The Sirens of Titan by Kurt Vonnegut
Published in 1959
Genre: Science fiction
“Everyone now knows how to find the meaning of life within himself.”
This meaning is most likely less than one would hope after reading through the pages of Kurt Vonnegut’s 1959 novel, The Sirens of Titan. Taking a peak into the ridiculousness of self-imposed importance on the part of the human race, the novel asks the question: are humans as important as we believe we are, or are we simply a means to an end? The story travels around the Milky Way galaxy and beyond, pointing out the absurd and predestined in a sprawling tale that nearly loses sight of its ultimate goal.
Winston Niles Rumfoord is a man stuck out of time and space (a bit like Billy Pilgrim from Slaughterhouse-Five). Flew his spaceship into a chrono-synclastic infundibulum, which scattered him between the sun and Betelgeuse. He and his dog materialize on the earth every 59 days; since he can see the future, he invites Malachi Constant, the richest man in America, and describes the adventure ahead. After losing all of the luck that made him rich, Constant volunteers to be taken to Mars and have his memory wiped. While there, he lives under the name of Unk and has had an antenna implanted in his skull to control him through pain. Mars attacks the Earth and the army is completely destroyed; of this is according to Rumfoord’s plan to create a new world religion, effectively controlling Constant/Unk’s life and bending it toward a purpose.

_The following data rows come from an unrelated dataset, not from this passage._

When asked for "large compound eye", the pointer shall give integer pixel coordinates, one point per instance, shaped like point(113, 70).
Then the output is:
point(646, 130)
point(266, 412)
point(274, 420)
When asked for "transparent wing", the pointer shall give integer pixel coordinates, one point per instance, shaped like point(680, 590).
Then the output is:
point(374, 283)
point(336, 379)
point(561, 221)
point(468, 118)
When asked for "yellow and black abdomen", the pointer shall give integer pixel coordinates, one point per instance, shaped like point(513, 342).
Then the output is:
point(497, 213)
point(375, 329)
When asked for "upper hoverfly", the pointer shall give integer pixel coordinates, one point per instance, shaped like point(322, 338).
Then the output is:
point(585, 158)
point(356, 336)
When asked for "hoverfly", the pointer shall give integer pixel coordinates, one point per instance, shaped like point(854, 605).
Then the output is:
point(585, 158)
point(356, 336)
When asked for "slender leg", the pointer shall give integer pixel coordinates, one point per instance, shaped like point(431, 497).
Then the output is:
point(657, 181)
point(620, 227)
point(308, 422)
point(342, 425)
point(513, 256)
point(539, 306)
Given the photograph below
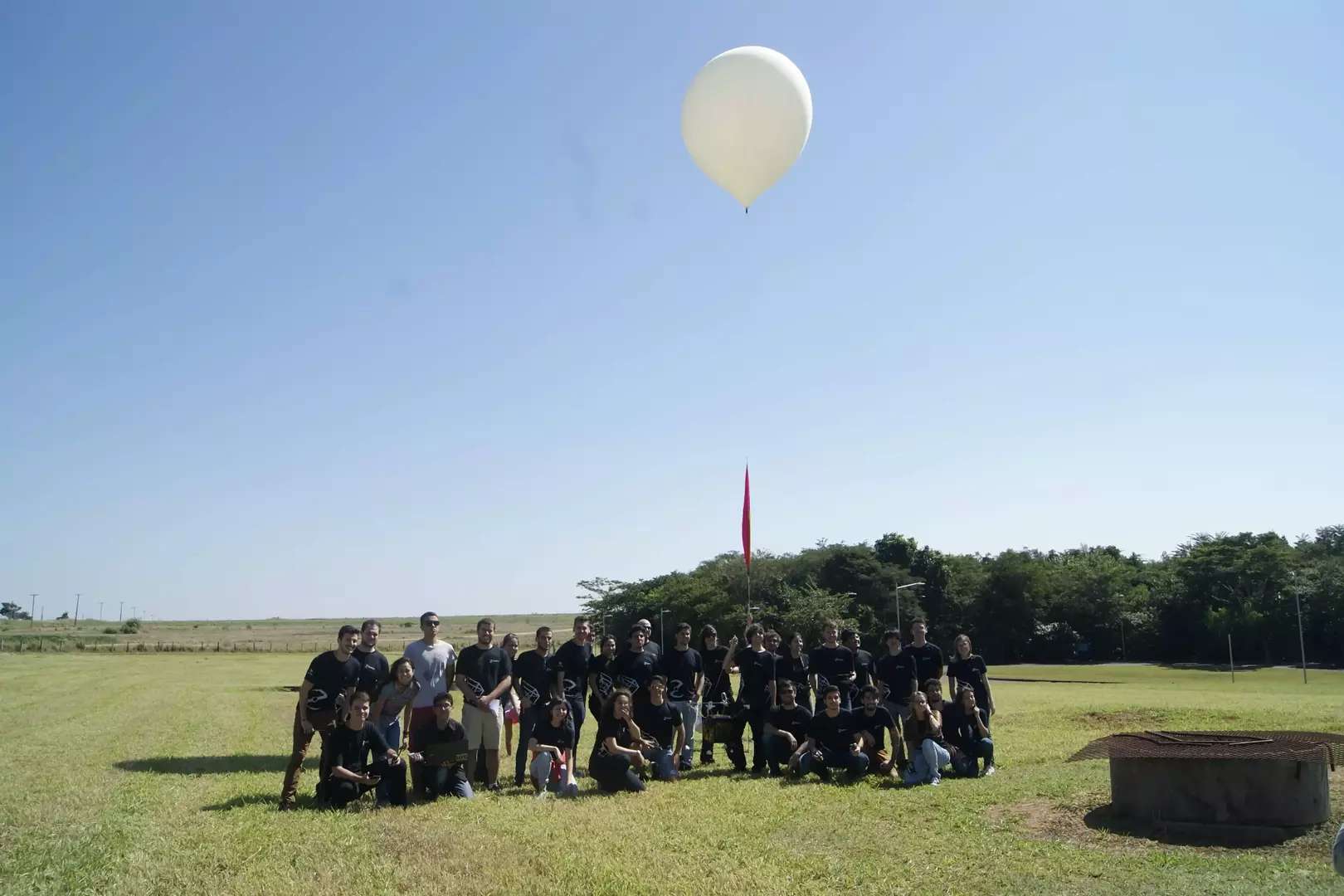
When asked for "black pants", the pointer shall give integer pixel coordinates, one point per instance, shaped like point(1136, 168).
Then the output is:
point(754, 718)
point(340, 793)
point(615, 774)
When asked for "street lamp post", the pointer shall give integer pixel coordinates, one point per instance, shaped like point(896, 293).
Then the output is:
point(899, 587)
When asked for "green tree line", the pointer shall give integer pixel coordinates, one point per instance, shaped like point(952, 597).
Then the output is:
point(1025, 606)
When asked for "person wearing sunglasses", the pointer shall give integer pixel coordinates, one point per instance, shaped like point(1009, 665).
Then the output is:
point(435, 663)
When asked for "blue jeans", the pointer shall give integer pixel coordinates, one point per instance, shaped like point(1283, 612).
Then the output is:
point(845, 761)
point(526, 719)
point(392, 731)
point(926, 763)
point(665, 766)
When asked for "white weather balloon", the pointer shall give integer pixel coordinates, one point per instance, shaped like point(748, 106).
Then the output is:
point(746, 119)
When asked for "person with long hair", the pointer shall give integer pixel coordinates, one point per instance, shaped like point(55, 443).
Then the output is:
point(793, 665)
point(347, 759)
point(392, 712)
point(925, 743)
point(718, 691)
point(972, 737)
point(968, 670)
point(617, 755)
point(552, 744)
point(602, 674)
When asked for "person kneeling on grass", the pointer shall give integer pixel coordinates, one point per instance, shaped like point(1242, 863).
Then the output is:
point(663, 733)
point(923, 740)
point(616, 754)
point(786, 730)
point(347, 752)
point(971, 737)
point(552, 743)
point(877, 723)
point(437, 778)
point(834, 740)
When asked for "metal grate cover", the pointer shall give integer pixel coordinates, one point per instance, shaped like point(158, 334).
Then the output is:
point(1298, 746)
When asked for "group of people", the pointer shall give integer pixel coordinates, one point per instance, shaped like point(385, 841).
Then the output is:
point(823, 711)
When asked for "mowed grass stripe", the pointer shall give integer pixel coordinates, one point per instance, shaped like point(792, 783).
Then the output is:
point(90, 826)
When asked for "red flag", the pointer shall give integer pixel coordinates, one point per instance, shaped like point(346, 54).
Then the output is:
point(746, 518)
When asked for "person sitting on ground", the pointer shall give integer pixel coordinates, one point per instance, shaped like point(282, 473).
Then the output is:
point(392, 712)
point(602, 674)
point(834, 740)
point(441, 779)
point(786, 730)
point(329, 681)
point(350, 772)
point(968, 670)
point(877, 724)
point(552, 744)
point(663, 733)
point(616, 757)
point(925, 743)
point(971, 737)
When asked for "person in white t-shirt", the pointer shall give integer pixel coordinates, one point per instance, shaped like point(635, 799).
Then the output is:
point(435, 663)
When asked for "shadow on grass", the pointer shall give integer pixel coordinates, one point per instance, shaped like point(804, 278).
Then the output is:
point(1175, 833)
point(210, 765)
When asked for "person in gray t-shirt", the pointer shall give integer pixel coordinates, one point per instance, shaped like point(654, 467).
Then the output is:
point(435, 663)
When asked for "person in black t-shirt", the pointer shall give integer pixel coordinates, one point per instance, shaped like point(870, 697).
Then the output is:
point(756, 694)
point(375, 666)
point(533, 672)
point(928, 655)
point(863, 666)
point(602, 674)
point(660, 727)
point(717, 692)
point(552, 744)
point(795, 665)
point(438, 779)
point(786, 730)
point(875, 723)
point(485, 674)
point(617, 750)
point(834, 740)
point(346, 759)
point(968, 670)
point(684, 670)
point(572, 670)
point(832, 664)
point(635, 666)
point(329, 684)
point(897, 676)
point(969, 733)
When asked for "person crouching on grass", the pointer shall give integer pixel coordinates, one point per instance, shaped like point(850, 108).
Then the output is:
point(438, 779)
point(660, 730)
point(877, 723)
point(552, 743)
point(616, 754)
point(834, 740)
point(925, 743)
point(329, 681)
point(971, 737)
point(346, 759)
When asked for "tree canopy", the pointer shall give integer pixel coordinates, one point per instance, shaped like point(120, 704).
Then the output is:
point(1025, 605)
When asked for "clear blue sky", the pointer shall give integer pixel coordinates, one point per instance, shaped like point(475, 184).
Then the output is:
point(329, 309)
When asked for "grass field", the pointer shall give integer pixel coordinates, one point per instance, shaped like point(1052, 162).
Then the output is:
point(160, 772)
point(260, 635)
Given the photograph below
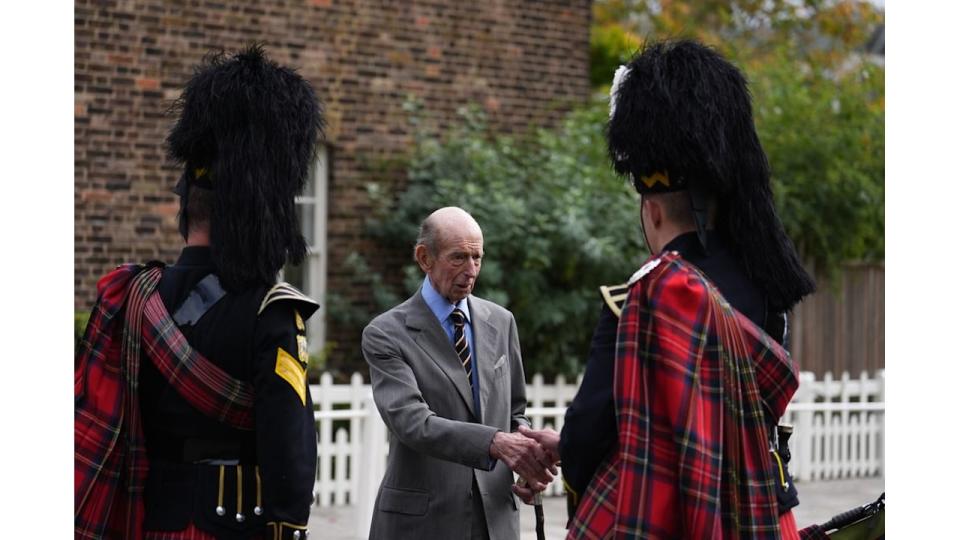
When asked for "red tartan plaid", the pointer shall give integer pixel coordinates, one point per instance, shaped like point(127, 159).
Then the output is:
point(110, 463)
point(692, 379)
point(202, 383)
point(190, 533)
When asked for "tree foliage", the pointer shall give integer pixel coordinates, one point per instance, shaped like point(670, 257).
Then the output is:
point(558, 223)
point(818, 104)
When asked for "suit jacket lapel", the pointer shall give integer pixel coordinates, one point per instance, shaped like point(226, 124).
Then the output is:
point(433, 340)
point(485, 340)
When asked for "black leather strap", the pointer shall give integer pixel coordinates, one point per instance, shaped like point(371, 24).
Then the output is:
point(203, 297)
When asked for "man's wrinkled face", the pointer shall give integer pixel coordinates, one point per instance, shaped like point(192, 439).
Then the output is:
point(453, 271)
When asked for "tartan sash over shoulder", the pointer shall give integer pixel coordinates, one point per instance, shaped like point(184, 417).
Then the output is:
point(110, 464)
point(695, 386)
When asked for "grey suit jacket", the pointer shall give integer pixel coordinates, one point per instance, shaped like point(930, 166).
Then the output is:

There are machinations within schemes in The Sirens of Titan; Rumfoord has created an entire army and society on Mars that martyrs itself to near completion in its attack on Earth. This sacrifice of life is then used to guilt the Earthlings into believing in Rumfoord’s Church of God the Utterly Indifferent. He preaches that God couldn’t care less about what is happening on the Earth and that everything is a result of randomness. The irony exceeds Rumfoord’s grand scheme as it is revealed all of human existence was created to send updated messages to Salo; a Tralfamadorian stuck on Titan whose ship broke down and is awaiting a spare part.
The title comes from a photograph of three beautiful women that Rumfoord tells Malachi are waiting for him on Titan, one of the moons of Saturn. Though their inclusion in the title of the book suggests importance, the trio turn out to be statues buried in a pool. I suppose this speaks to the assumption of meaning in the book, like assuming the human race was more than a messaging system for machines millions of light years away. This meta-reference plays well to the theme of questioning free will, omniscience, and the purpose of human existence. The Sirens of Titan suggests a more classic science fiction tale, and while there are definitely elements of sci-fi in it, Vonnegut follows its story with characteristic sarcasm and questioning of the typical story elements of the genre.
I have read two of Vonnegut’s other works, and can see his trademark style present in this book that was released earlier than either. The most obvious is the inclusion of Salo, the Tralfamadorian; Billy Pilgrim, in Slaughterhouse-Five, is taken to Tralfamadore to live in a zoo as part of the main plot. However, Vonnegut’s connections between his novels far exceeds plot devices and alien races. I wasn’t entirely sure what to expect from The Sirens of Titan; it did seem to me to be a title more fitting to the classic pulp science fiction of the era, but it asks deeper questions in a probing way. It isn’t hard sci-fi, though there is a bit of exposition explaining the chrono-synclastic infundibulum; rather, it asks the question of what human involvement really leaves behind in the galaxy and history as we understand it. I definitely preferred Cat’s Cradle and Slaughterhouse-Five to The Sirens of Titan, but that is simply due to the maturation of his writing in the time between; the plot staggers a bit as the reader wonders where this is all heading, but it does come together in the end, and I suppose that is something worth lauding.
Verdict: 3 chrono-synclastic infundibulum out of 5
Recommended for: Fans of Kurt Vonnegut, fans of irony, those who enjoy satire, people who like complex plots, and people who enjoy questions of human importance in their science fiction.
Not recommended for: The easily confused, those who dislike contemplating free will, harmoniums, or those who are looking for a hard sci-fi story.